Source Battlecry! pg. 164
Destroying a target could swing the tide of battle. PCs might look for all sorts of ways to achieve this objective, taking a more proactive approach than they would if they were defending. These encounters usually work best if the PCs can clearly find and identify the target they need to destroy—uncertainty can be especially annoying in a skirmish encounter. If you do want to make finding the target part of the encounter, such as by finding a cowardly enemy spellcaster and incapacitating them to end a ritual, give the PCs a limited number of clear places to search. Examples of eliminate objectives include:
  • Troops are stationed at the estate of a powerful political figurehead.

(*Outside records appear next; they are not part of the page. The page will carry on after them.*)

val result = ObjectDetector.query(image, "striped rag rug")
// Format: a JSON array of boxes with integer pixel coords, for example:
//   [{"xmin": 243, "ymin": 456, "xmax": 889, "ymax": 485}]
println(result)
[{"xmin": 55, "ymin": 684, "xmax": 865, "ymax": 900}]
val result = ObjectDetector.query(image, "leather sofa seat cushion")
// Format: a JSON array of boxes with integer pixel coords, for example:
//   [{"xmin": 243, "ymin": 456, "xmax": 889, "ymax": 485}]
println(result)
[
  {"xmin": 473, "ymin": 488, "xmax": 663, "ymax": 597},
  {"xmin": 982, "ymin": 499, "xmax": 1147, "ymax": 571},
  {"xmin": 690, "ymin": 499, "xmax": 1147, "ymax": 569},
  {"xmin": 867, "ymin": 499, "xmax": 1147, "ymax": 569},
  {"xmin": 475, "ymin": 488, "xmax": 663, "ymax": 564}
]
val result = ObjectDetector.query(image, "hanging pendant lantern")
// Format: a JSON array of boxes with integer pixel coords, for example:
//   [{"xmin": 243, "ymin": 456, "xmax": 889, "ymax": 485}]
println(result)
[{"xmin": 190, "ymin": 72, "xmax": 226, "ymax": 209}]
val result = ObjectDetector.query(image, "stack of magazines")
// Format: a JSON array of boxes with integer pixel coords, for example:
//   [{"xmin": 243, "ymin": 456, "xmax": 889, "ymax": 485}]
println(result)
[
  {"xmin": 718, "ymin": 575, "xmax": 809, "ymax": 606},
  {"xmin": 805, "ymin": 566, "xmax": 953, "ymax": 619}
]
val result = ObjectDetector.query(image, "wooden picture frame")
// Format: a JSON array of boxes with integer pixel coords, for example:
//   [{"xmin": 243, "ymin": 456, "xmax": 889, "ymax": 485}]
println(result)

Get past the guards and assassinate this leader.
  • Multiple shipments of weapons have been transported to an isolated but centrally located fort before being sent out to arm several battalions. Destroy the stockpile!
  • Siege engines are laying waste to allied forces and keeping them holed up in a crumbling castle. Disable or destroy the siege engines to give your allies the chance to rush forward and take the fight to the enemy.

Seize

Source Battlecry! pg. 164
The PCs must claim a specific place or target. This is similar to an eliminate objective but has the aim of capturing rather than destroying. The most important factor for structuring this type of encounter is figuring out whether the PCs just need to seize the objective (essentially moving from one place to another) or also return it (moving from one place to another and then back again, or to a third location instead). In the first category, they’ll face all their opposition in one series before seizing the objective. In the second, it’s often best to stage part of the opposition far enough away from the objective that there might then be a second stage to the fight after the PCs seize it—otherwise, you can position some of the opposition directly on the objective so that they can try to keep the PCs from leaving with it. Examples of seize objectives are:
  • Enemy archers have an excellent position occupying high ground. There’s a narrow approach to this high ground, and the PCs must defeat the archers to claim the position for themselves, then signal their allies.
  • The army the PCs are aligned with is slowly starving, as their supplies have been cut off. The PCs must seize a wagon of food and escort it back to camp.
  • A team of allied spies with important information has been captured. The PCs must reach the prison where they’re being held, free them from their cells, and help them escape.